= Little Girl Observing Lovers on a Train =

1944 painting by Norman Rockwell

Little Girl Observing Lovers on a Train

Little Girl Observing Lovers on a Train, also known as Travel Experience or Voyeur, is a painting by American illustrator Norman Rockwell. It was originally created for the cover of The Saturday Evening Post on 12 August 1944.

==Background==
Rockwell came up with the idea for the painting when traveling by train with servicemen and their families. The models posed for the reference photos in an unused rail car on a siding of the Rutland Railway. Rockwell was displeased with the area around the heads of the couple in his sketch that led to the final painting and covered the area with an additional sheet of paper to get the couple's pose right.

==Painting==
Little Girl Observing Lovers on a Train depicts a crowded passenger train car. A young faceless couple can be seen cuddling in one of the seats; their heads are together and their legs are intertwined on top of some luggage in the seat facing directly in front of them. The man's Army Air Force jacket hangs above the couple. The focus point of the painting is a six-year-old girl in the seat in front of the couple who is next to her mother. Unnoticed by the pair, she is kneeling on her seat and watching them. She appears to be uninterested in the intimate moment. The arm of the conductor, with a ticket in hand, can be seen in the background. The "Dixie Cup" hat of a United States Navy Sailor and the hair of his partner can be seen in the seat behind the couple.
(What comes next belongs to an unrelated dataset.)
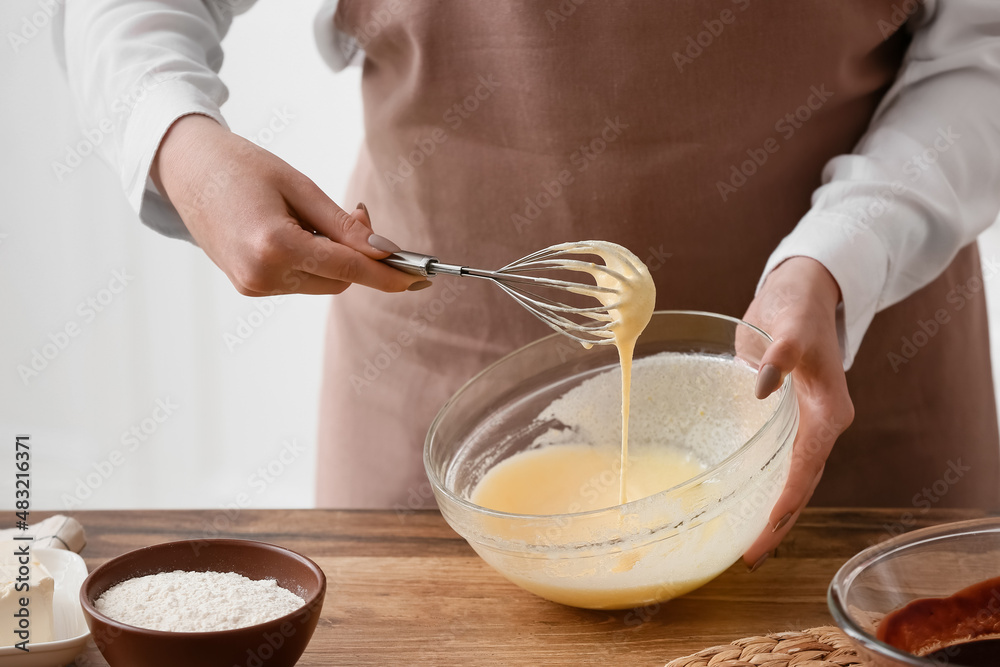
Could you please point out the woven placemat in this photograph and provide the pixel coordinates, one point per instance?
(818, 647)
Popular-art historian Christopher Finch found the painting to be a good example of Rockwell's matured style and compared the painting to a Henri Cartier-Bresson photo.

The painting has been in the permanent collection of the Memorial Art Gallery in Rochester, New York since 1974.

The pencil sketch for this painting is in the personal collection of George Lucas and was included in fellow filmmaker Steven Spielberg's and his 2010 show at the Smithsonian American Art Museum.